Cawthorn’s Facebook ads didn’t mention his opponent by name until September. However, he recently launched a website and Facebook community (currently four followers strong) called Moe Taxes, dedicated solely to attacking Davis.
Cawthorn’s strategy to garner support on a national level is underscored by Facebook ads utilizing buzzwords and phrases like “radical leftists,” “left-wing mob,” and “the socialist Left.” This language further polarizes voters, signals his alignment with the Republican agenda, and makes his ads generalizable to a broad audience beyond Western North Carolina.
What’s the point of focusing on voters that won’t even have Cawthorn’s name on their ballot? Money. Like a signature at the end of a document, nearly all of Cawthorn’s ads on Facebook have a bold box in either red, white, or blue that says “DONATE NOW.”
That strategy seems to be working. Compared with Davis, a greater proportion of Cawthorn’s individual contributions come from out-of-state, according to financial records from the Federal Election Commission analyzed by Open Secrets.
These advertising tactics and fundraising successes are in conflict with how Cawthorn has said congressional elections should run.

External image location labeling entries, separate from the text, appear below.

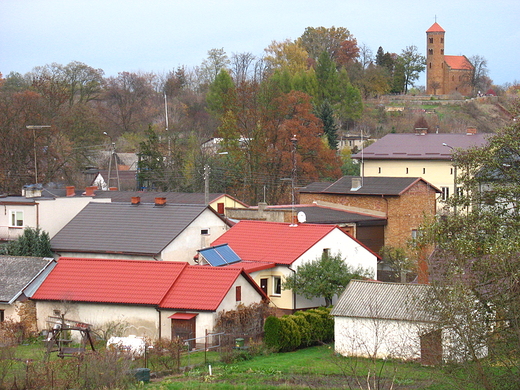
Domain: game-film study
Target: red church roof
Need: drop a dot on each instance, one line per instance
(458, 62)
(167, 284)
(435, 28)
(272, 242)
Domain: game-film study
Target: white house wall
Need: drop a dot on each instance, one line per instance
(140, 320)
(355, 254)
(186, 244)
(376, 338)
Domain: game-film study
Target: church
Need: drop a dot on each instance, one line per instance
(445, 74)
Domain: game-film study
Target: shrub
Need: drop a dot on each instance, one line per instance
(272, 332)
(290, 336)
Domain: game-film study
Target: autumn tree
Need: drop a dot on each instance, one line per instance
(324, 277)
(286, 55)
(476, 264)
(413, 64)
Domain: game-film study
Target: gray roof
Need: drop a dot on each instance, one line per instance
(330, 215)
(371, 186)
(16, 272)
(143, 229)
(411, 146)
(380, 300)
(149, 196)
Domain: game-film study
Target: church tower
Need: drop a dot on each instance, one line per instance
(435, 83)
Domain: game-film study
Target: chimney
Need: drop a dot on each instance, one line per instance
(356, 183)
(160, 201)
(89, 191)
(471, 130)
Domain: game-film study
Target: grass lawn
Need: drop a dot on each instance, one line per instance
(315, 367)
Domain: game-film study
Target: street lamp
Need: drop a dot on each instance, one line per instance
(114, 157)
(454, 176)
(34, 128)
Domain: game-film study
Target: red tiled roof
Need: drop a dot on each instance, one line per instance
(435, 28)
(168, 284)
(114, 281)
(200, 288)
(272, 242)
(458, 62)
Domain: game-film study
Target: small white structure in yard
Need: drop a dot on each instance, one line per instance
(387, 320)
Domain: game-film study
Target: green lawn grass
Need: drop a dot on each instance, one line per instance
(315, 367)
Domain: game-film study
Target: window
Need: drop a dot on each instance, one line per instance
(16, 218)
(277, 285)
(445, 193)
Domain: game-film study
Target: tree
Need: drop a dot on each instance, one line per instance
(475, 268)
(33, 242)
(413, 64)
(479, 79)
(286, 55)
(324, 277)
(330, 129)
(216, 61)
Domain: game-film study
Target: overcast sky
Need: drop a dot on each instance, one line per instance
(159, 35)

“I believe I should only be able to fundraise inside of District 11. That would mean that I owe my successes only to the people that I represent,” he said at a Sept. 9 debate.
Davis: A Local Approach
Davis is keeping it local, often addressing Western North Carolina voters directly in ad videos or captions.
Unlike the all-encompassing American flag that Cawthorn garnishes his ads with, Davis applies hashtags, used to increase engagement and draw in audiences of interest, for specific counties in District 11.

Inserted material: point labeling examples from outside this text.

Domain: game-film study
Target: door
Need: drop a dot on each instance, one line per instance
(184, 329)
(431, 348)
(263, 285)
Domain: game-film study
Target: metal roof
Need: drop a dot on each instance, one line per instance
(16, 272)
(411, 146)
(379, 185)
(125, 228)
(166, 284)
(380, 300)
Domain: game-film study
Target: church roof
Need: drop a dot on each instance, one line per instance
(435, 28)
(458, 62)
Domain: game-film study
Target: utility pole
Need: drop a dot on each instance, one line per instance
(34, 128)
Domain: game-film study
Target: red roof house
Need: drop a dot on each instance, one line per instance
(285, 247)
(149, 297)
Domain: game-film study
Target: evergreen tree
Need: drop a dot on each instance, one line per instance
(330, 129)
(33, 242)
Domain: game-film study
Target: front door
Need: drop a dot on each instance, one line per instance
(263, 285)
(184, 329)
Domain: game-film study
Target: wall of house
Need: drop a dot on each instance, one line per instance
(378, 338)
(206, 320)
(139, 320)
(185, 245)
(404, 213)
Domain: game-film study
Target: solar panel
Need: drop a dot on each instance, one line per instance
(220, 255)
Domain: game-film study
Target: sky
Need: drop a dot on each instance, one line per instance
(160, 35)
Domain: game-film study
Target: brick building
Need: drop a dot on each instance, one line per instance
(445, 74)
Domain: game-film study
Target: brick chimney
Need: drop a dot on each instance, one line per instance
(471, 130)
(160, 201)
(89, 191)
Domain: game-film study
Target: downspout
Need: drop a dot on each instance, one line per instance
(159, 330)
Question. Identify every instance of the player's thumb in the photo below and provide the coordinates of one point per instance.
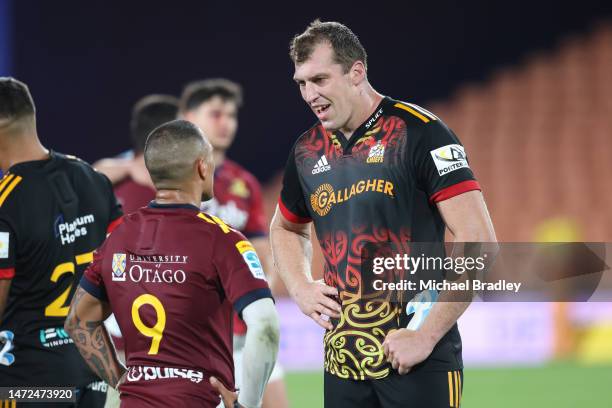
(328, 290)
(217, 385)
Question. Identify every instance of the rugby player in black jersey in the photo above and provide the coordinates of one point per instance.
(55, 210)
(372, 169)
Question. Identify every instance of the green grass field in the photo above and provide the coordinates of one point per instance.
(559, 385)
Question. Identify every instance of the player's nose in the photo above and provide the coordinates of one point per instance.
(310, 93)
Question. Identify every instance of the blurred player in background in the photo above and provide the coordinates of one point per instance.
(213, 105)
(171, 275)
(55, 210)
(372, 169)
(134, 188)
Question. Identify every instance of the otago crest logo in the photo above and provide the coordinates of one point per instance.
(324, 196)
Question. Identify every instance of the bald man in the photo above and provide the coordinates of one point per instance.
(172, 275)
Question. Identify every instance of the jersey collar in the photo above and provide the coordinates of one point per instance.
(153, 204)
(363, 128)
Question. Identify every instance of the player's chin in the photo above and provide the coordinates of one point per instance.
(207, 195)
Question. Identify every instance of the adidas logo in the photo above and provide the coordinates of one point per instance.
(321, 166)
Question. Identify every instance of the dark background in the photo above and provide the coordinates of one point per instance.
(87, 62)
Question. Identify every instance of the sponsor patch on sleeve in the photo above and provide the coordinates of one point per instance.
(449, 158)
(250, 257)
(4, 243)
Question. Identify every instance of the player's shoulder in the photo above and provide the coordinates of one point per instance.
(11, 186)
(311, 134)
(412, 114)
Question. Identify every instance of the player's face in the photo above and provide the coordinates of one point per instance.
(325, 87)
(218, 118)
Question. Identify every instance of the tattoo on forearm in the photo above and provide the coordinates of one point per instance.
(94, 344)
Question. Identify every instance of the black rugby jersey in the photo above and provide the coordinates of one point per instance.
(379, 186)
(53, 214)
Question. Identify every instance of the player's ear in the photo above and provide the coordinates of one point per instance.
(204, 168)
(357, 72)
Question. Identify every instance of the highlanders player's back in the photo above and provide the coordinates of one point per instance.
(173, 276)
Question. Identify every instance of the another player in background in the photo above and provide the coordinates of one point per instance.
(171, 275)
(55, 210)
(128, 172)
(135, 188)
(372, 169)
(213, 104)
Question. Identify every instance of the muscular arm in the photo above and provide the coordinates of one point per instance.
(115, 169)
(292, 253)
(467, 217)
(85, 324)
(260, 350)
(262, 247)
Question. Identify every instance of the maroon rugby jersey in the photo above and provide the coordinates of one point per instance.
(133, 195)
(171, 275)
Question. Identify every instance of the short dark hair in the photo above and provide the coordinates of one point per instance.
(148, 113)
(171, 150)
(197, 92)
(347, 47)
(15, 99)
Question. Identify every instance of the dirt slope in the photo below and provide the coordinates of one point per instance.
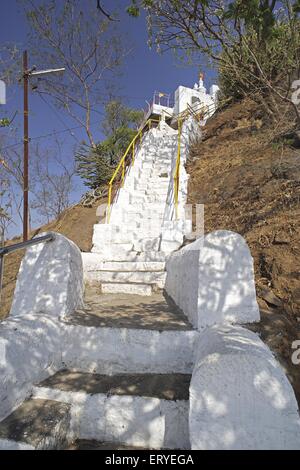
(76, 223)
(251, 185)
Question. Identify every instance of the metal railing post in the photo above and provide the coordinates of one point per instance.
(1, 274)
(177, 169)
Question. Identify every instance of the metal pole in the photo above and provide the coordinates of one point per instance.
(26, 149)
(1, 274)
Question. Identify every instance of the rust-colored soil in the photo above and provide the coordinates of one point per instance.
(251, 185)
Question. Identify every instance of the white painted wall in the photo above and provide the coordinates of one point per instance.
(49, 279)
(139, 421)
(240, 398)
(30, 349)
(212, 280)
(194, 97)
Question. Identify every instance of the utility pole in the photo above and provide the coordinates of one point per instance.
(26, 76)
(26, 145)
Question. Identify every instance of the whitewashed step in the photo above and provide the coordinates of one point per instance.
(149, 266)
(110, 250)
(91, 260)
(146, 410)
(123, 288)
(141, 277)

“#asheville #brevardnc #hendersonvillenc #wnc #nc #waynesvillenc #sylvanc #cullowhee #franklinnc,” were among some hashtags Davis used in ads where he talked about legalizing marijana and making Western North Carolina the “epicenter for alternative energy.”

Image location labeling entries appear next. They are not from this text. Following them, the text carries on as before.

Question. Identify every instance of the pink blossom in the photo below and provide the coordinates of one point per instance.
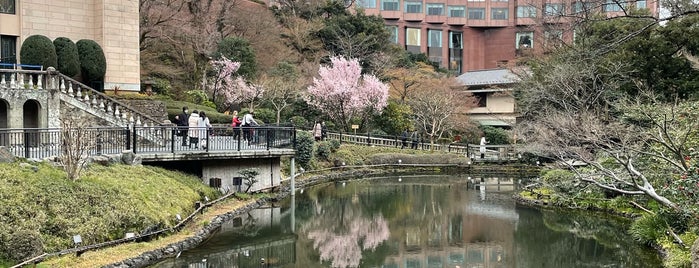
(342, 92)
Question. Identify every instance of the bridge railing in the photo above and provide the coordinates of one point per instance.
(505, 152)
(48, 142)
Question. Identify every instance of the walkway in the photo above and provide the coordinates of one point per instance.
(159, 143)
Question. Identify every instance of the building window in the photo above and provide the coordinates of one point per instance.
(457, 11)
(641, 4)
(554, 9)
(455, 50)
(526, 12)
(612, 6)
(476, 13)
(8, 50)
(481, 98)
(390, 5)
(366, 3)
(553, 38)
(413, 7)
(412, 39)
(434, 45)
(7, 6)
(499, 13)
(394, 33)
(524, 40)
(435, 9)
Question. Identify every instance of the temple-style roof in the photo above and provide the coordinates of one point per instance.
(487, 77)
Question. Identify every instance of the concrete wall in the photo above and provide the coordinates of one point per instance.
(114, 24)
(269, 168)
(49, 107)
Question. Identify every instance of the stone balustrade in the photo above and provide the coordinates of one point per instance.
(52, 80)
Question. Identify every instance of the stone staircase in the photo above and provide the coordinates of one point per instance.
(78, 95)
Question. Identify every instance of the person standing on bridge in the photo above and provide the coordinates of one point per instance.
(248, 124)
(194, 129)
(235, 124)
(182, 123)
(205, 129)
(317, 131)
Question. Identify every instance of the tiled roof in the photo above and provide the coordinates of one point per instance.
(487, 77)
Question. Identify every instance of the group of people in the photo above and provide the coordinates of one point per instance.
(246, 124)
(320, 131)
(193, 127)
(413, 136)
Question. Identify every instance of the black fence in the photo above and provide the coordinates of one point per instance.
(42, 143)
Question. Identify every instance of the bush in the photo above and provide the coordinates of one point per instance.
(299, 121)
(68, 59)
(93, 64)
(38, 50)
(495, 135)
(323, 150)
(304, 148)
(562, 181)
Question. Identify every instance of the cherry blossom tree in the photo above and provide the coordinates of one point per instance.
(233, 89)
(342, 92)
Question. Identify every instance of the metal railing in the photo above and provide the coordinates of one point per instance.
(43, 142)
(492, 152)
(11, 79)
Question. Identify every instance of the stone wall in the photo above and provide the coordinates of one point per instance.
(153, 108)
(695, 254)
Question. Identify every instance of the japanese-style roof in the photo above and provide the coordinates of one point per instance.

The tagged locales paint a clear picture of Davis’s targeted region. He’s focused on the “#blueridgemountains” area.
Those hallmark mountains also appear as Davis’s background for ads, further signaling his focus on Western North Carolina.
In a Facebook ad that ran regularly from August through September, Davis flaunted a poll conducted by his campaign that put the two in a “DEAD HEAT!”
The graphic shows Davis and his campaign logo, which features mountains, with 40% of the vote and Cawthorn, his name in plain black text, with 42% of the vote.
In the caption, Davis distilled the choice down to “a 25-year veteran,” or a “25-year old QAnon believer.”
On Oct. 8, Davis’s active Facebook ads were almost exclusively shown in North Carolina. Many of Cawthorn’s active ad campaigns were primarily viewed in California, Texas, and Florida, while several were primarily viewed in North Carolina, according to the Facebook Ad Library.
The local focus that anchors the content and targeting of Davis’s Facebook ads extends through his campaign. At the Sept. 9 debate, he made it clear he’s staying in the district.
“Since the first of the year, I’ve left the district for one night. My opponent’s been jetting around the country with the Trump kids and up in Washington,” said Davis.